Avenir énergétique du Québec – Un débat collectif

Le Regroupement vigilance hydrocarbures Québec se joint à tous les organismes du mouvement environnemental qui réclament une consultation publique d’envergure concernant l’avenir énergétique du Québec. Ce dialogue national peut se faire, par exemple, par la mise en place d’un BAPE générique sur le sujet, plateforme bien adaptée pour ce type de conversation et permettant de couvrir tous les aspects de l’énergie, aussi bien sa production, sa distribution que les impacts socioéconomiques des différentes filières.
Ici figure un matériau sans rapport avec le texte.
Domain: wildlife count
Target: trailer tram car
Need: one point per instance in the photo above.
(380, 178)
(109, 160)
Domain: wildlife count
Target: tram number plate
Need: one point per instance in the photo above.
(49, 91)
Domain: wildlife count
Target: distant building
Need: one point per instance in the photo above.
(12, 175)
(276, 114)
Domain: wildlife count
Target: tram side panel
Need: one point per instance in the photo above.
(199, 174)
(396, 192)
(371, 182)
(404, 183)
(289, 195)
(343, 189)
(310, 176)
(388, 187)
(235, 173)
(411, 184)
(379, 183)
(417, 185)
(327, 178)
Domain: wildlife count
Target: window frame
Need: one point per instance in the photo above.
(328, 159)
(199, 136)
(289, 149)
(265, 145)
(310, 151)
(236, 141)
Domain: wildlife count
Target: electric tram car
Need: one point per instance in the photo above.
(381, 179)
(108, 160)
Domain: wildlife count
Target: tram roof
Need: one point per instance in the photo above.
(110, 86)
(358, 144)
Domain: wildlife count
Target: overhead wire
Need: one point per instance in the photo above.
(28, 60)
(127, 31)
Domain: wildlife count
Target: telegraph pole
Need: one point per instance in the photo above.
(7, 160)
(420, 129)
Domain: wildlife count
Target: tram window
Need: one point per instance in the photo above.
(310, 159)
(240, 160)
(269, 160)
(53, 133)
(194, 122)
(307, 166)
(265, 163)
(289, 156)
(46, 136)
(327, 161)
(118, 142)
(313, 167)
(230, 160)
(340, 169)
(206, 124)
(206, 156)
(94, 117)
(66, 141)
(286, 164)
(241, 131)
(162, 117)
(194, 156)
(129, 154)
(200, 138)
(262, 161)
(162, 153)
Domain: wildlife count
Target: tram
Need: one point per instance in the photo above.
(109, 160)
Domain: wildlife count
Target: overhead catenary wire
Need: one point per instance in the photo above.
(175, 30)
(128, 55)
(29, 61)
Cela fait plus de 40 ans que la science a démontré hors de tout doute que le climat mondial subit des changements de plus en plus marqués et que les émissions de GES sont reconnues comme principale source de ces changements. Cela fait plusieurs décennies que l’électricité d’origine renouvelable est reconnue comme étant le principal moyen de décarboner les sociétés et d’éviter de plus grands dommages. La demande de ce vecteur énergétique sera donc en croissance importante à l’avenir. Cela fait plus de 10 ans que le Québec a identifié un manque de capacité de production d’énergie électrique renouvelable. Et cela fait plusieurs années que des études sérieuses ont démontré que la sobriété énergétique doit être une composante essentielle d’un plan réaliste pour assurer une transition énergétique juste et durable.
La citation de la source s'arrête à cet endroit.